The Orillia Fire Department received 216 combination smoke and carbon monoxide (CO) alarms through Safe Community Project Zero, a public education campaign that will provide over 16,600 alarms to residents in 70 municipalities across Ontario.

“We appreciate the opportunity to work with Enbridge Gas and the Fire Marshal’s Public Fire Safety Council in an effort to reduce the number of needless fire and CO related deaths and injuries in Orillia,” said Chris Ferry, Acting Fire Chief, City of Orillia Fire Department. “The winter season brings with it the increased risk of CO poisoning to our homes. This program will help us to educate our community with a focus toward prevention and detection.”

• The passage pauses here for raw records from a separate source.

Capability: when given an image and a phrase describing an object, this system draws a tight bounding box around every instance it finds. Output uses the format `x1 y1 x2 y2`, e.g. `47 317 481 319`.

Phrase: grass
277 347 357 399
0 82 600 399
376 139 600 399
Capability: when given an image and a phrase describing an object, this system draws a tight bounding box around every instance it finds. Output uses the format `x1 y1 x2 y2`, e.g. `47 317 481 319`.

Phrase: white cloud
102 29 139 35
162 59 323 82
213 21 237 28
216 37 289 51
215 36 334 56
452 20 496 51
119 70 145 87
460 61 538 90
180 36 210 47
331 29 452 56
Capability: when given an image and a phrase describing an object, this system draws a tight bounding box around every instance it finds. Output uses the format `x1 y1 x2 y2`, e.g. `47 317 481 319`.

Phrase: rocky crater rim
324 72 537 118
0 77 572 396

This year, Enbridge Gas invested $500,000 in Safe Community Project Zero, and over the past 13 years, the program has provided more than 68,000 alarms to Ontario fire departments.

“Carbon monoxide is known as the ‘silent killer’ for a reason, and we have proof that prevention saves lives. We know that the best way to avoid carbon monoxide exposure is to eliminate it at the source by properly maintaining fuel-burning equipment, and that the alarms are a critical second line of defense to protect against carbon monoxide poisoning,” said Luke Skaarup, Director, Northern Region Operations, Enbridge Gas.

When properly installed and maintained, combination smoke and CO alarms help provide the early warning to safely escape from a house fire or CO exposure. CO is a toxic, odourless gas that is a by-product of incomplete combustion of many types of common fuels.

“The objective of Safe Community Project Zero is to deliver combination smoke and carbon monoxide alarms to Ontario communities who need them the most,” said Jon Pegg, Ontario Fire Marshal and Chair of the Fire Marshal’s Public Fire Safety Council. “It’s a program that fire departments can adopt to help educate their communities about the requirement for all Ontario homes to have a carbon monoxide alarm if they have a fuel-burning appliance or an attached garage.”